A small project to demonstrate NLP and text classification using a corpus derived from the New York Times. The goal was to classify articles into one of five 'news desk' categories (Arts, Business, Obituaries, World, Sport) based on the stories headline and body text.
A longer writeup and discussion of results can be found on my website [INSERT LINK HERE]
This repo contains two separate directories:
generate_corpus
: contains code to generate the nyt article corpus using the NYT API. A version of the corpus generated in 2015 is available to download hereclassify_articles
: Self-contained classification script. Reads in the corpus, creates an 80:20 train/test split and applies a Naive Bayes model. Plots a confusion matrix and writes the 10 most dicriminating words for each article category.

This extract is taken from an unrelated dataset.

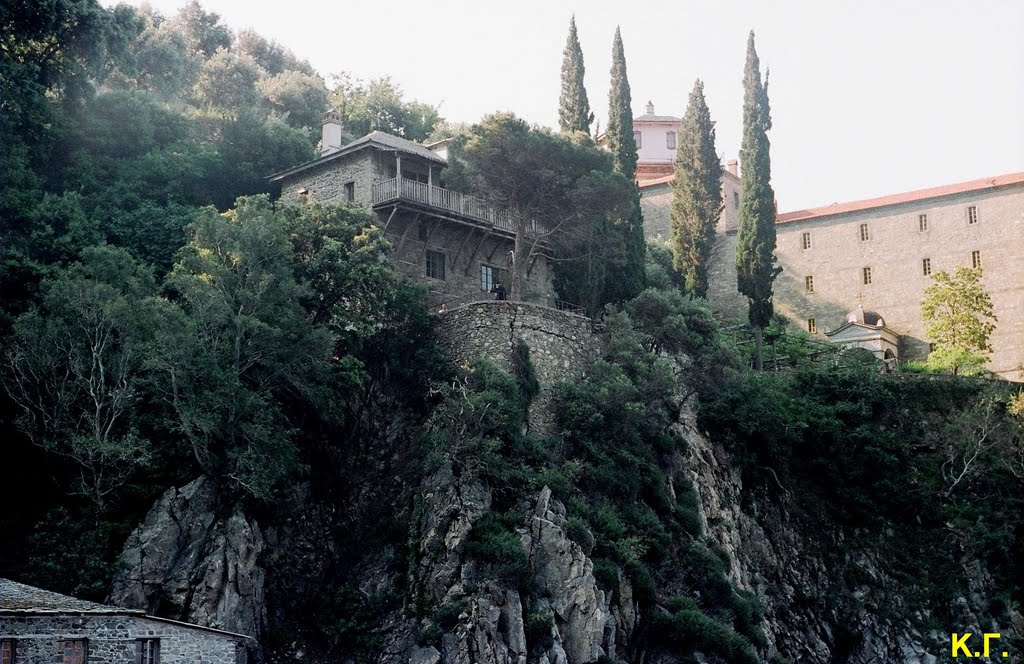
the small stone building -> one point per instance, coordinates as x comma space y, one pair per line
457, 243
42, 627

First thing you have to do is signup and register as a developer. API Keys are assigned by API, so make sure you specify the Article Search API.
Once you have recieved an API key set it as environmntal variable nyt_api_key
in your .bash_profile
:
export nyt_api_key=<YOUR API KEY>
Even before you register, you can use the NYT's handy API Console to interactively test your queries: http://developer.nytimes.com/io-docs
The Article Search API is pretty flexible; you can call it with no parameters except for your api-key
and it will return (presumably) a list of articles, in reverse chronological order, starting from Sept. 18, 1851. However, it only returns 10 articles per request. And it won't let you paginate beyond a page
parameter of 100
(i.e. you can't go to page
100000 to retrieve the 1,000,000th oldest Times article). To put it another way, you can only paginate through a maximum of 10,000 results, so you'll have to facet your search.
A lot more information about the article can be pulled out, but for the classication project we only need the title and body text.
Generate the corpus first set the path to save the corpus as an environmental variable data_dir
where you would like the corpus to be saved
export data_dir=/path/to/save/corpus
Then cd into the generate_corpus/bin
dir and execute the shell script
cd NYT_API_scraper/generate_corpus/bin/
./create_corpus.sh
This pulls the first 101 pages (1010 articles) for each of five news desks (Arts, Business, Obituaries, World, Sport) and saves each article as an individual file as both a .csv
(containing: url, headline and body) and a .txt
containing headline + body. The csv exists as more of a 'debugging' tool (lets you trace back to the original NYT article via the url) and the txt documents are used for the actual classification modelling.
The files are stored in a two levels folder structure like the following:
txt_document/
category_1_folder/
category1_0001.txt category1_0002.txt ... category1_1010.txt
category_2_folder/
category2_0001.txt category2_0002.txt ... category2_1010.txt
csv_document/
category_1_folder/
category1_0001.csv category1_0002.csv ... category1_1010.csv
category_2_folder/
category2_0001.csv category2_0002.csv ... category2_1010.csv
To run the classification model
cd NYT_API_scraper/classify_articles
python nyt_article_classification.py
This will generate a confusion matrix and a .json
file with the top 10 most discriminating words for each category.